Remember, remember
The Fifth of November,
Gunpowder, treason and plot.
I know of no reason
Why the gunpowder treason
Should ever be forgot.
Guy Fawkes, Guy Fawkes, t’was his intent
To blow up the King and Parli’ment.
Three-score barrels of powder below,
To prove old England’s overthrow;
By God’s providence he was catch’d,
With a dark lantern and burning match.
Holloa boys! Holloa boys! Make the bells ring.
Holloa boys! holloa boys! God save the King!
In 1605 a group of Catholics plotted to blow up the Houses of Parliament in London with King James I inside and take control of the country. They were angry at the king’s treatment of Catholics. The leader of the plot was a man called Robert Catesby, but it is Guy Fawkes, the man charged with blowing up the Houses of Parliament, that we are all familiar with.

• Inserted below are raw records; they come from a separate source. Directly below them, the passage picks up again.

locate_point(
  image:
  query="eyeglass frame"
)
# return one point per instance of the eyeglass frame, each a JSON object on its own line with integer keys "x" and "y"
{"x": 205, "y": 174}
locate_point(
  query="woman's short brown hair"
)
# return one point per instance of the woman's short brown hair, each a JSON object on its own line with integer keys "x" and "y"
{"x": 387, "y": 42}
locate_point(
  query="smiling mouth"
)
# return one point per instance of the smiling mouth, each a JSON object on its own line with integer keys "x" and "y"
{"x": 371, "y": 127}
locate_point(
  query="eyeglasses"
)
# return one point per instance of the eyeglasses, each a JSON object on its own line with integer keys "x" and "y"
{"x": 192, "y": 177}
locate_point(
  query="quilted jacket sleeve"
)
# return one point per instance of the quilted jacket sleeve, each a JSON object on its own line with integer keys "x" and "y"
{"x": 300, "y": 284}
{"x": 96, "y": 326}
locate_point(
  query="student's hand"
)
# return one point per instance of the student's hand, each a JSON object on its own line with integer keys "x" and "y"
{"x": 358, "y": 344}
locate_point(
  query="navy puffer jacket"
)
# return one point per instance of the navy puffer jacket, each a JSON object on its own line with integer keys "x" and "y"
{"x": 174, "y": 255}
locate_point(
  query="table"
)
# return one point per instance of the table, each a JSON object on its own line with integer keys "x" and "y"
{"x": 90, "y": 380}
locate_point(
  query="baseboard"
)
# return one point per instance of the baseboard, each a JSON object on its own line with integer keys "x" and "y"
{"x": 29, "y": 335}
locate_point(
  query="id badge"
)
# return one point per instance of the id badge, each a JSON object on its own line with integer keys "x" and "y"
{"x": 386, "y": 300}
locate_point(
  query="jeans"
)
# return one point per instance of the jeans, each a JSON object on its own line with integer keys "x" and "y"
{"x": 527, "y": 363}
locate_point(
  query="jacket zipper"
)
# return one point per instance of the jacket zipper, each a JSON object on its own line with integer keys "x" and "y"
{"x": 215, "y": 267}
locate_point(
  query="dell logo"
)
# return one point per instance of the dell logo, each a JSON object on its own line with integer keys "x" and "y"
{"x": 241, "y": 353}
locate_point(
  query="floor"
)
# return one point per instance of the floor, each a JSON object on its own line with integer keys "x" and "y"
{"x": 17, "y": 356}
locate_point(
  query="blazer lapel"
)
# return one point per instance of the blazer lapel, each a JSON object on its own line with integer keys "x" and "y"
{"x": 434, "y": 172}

The plotters put 36 barrels of gunpowder in a cellar underneath the Houses of Parliament. But before the gunpowder was detonated, one of the plotters wrote to a friend in Parliament to warn him about the plot. The letter reached the king. The king’s men searched the cellars, where they found Guy Fawkes with the barrels of gunpowder. Fawkes was arrested and tortured until he confessed the names of the other plotters.
Robert Catesby and several others were captured, found guilty and sentenced to death. Their heads were put on spikes for all to see that the plot had failed and as a warning to any other potential dissenters. Soon afterwards, bonfires and fireworks became a tradition on 5 November and this still happens today.
Throughout history individuals have been persecuted and killed because of their faith: Catholics such as Sir Thomas More and Bishop John Fisher and Protestants such as Thomas Cranmer and William Tyndale. These killings were often great public spectacles. People flocked to see them. Some watched for entertainment, others out of religious zeal.
The origins of Bonfire Night might feel far away from the society we now live in, where democracy and religious freedom seems the norm. However, in some areas of the United Kingdom and Ireland religious tensions still exist, including between Protestant and Catholic groups.
The Bible story from beginning to end is also one of religious tension – Jews versus Gentiles. Jesus spent his ministry wanting to bring freedom from the shackles of organised religion based on following rules alone.
In John 8:36 Jesus said: ‘
So if the Son sets you free, you will be free indeed.’
The freedom Jesus brings is not a freedom to do just what we want, but rather a liberation to walk in relationship with God and be the kind of person he created us to be. Maybe as we ‘remember, remember, the fifth of November’ we must also remember to live in the incredible freedom Jesus offers us.